The fingerprinting data of 129 wax gourd accessions were used to construct a dendrogram using neighbor-joining method in MEGA 6, and these accessions were classified into 2 major clusters, named cluster Ⅰ and cluster Ⅱ, respectively (Fig. 5). The cluster I could be further divided into two sub-clusters, I A and I B. The subcluster I A contained 44 accessions, including 14 accessions from Southern China and 30 from Northern China.
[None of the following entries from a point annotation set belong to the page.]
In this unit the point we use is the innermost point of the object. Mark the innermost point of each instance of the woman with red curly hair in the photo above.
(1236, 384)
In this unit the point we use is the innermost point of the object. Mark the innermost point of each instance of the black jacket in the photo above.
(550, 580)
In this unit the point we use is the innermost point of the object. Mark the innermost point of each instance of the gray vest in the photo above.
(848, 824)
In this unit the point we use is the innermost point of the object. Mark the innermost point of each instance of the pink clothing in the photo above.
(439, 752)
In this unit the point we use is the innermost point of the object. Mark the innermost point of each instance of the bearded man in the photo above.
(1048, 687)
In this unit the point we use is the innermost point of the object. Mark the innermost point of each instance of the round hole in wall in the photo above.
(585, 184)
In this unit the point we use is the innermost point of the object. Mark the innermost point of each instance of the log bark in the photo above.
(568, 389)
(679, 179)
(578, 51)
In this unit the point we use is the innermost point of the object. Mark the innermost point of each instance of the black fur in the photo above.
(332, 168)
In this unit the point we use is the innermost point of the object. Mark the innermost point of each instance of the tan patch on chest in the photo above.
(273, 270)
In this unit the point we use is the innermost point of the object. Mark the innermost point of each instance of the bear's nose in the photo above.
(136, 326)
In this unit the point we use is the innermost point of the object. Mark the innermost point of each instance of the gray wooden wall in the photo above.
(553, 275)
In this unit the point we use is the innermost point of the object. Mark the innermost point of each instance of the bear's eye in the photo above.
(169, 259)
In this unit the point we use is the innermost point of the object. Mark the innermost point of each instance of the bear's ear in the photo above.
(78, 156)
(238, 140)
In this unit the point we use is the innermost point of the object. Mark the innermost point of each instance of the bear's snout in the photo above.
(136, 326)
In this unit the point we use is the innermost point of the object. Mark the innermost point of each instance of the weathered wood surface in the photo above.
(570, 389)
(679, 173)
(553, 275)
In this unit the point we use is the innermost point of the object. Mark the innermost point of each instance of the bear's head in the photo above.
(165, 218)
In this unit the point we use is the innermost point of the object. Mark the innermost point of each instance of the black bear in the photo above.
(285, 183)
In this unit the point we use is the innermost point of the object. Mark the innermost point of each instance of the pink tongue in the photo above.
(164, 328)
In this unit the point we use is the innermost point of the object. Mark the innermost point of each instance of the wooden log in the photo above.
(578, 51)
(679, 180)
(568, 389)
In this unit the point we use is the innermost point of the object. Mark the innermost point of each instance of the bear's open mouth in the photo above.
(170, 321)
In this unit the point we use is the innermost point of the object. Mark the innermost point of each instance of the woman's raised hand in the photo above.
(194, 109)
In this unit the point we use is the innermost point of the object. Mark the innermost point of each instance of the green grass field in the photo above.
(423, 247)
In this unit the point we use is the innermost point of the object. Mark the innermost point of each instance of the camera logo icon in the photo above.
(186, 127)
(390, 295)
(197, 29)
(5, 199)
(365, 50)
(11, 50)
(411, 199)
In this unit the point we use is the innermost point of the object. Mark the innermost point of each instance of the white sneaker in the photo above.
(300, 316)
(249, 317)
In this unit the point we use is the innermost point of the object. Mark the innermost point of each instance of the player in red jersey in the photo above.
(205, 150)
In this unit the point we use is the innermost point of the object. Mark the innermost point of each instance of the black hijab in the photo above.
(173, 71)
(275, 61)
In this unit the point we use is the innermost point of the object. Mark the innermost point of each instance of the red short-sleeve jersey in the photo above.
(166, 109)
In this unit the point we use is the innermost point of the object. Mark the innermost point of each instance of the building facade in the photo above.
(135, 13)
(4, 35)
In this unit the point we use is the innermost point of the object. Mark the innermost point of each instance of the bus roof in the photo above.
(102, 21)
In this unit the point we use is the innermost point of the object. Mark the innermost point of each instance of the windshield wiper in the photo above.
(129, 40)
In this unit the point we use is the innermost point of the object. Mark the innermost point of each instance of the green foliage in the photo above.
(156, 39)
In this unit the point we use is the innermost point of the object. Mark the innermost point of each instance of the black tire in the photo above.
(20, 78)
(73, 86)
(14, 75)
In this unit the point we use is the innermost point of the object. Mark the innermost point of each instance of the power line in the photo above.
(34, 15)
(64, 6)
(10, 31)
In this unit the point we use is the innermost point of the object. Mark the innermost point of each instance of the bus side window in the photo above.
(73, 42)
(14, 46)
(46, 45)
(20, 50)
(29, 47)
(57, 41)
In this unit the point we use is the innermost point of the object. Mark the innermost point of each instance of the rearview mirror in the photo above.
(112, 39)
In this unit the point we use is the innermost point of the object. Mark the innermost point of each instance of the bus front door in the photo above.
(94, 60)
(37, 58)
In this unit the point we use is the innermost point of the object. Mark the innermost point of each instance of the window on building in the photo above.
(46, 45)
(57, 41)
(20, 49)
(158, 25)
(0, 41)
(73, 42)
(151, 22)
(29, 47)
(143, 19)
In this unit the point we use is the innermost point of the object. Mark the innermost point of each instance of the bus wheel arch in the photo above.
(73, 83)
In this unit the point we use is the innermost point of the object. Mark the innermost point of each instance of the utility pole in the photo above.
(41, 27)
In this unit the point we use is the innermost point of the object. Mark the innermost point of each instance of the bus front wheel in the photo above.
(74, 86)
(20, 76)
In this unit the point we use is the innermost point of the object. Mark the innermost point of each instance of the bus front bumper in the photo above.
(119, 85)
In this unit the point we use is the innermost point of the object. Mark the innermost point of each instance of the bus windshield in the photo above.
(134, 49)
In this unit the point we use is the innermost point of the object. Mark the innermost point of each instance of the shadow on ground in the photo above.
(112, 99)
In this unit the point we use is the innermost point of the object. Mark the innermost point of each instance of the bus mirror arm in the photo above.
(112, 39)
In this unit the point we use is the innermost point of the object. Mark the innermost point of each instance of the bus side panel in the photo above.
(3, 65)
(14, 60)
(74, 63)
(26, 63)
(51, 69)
The subcluster I B contained 19 accessions, with 4 from Northern China and 15 from Southern China. The cluster II had 24 accessions with 6 from Northern China and 18 from Southern China. The remaining materials are distributed in 8 small clusters. It is obvious that the materials from Northern China were grouped together and those from Southern China were grouped together (Fig. 5).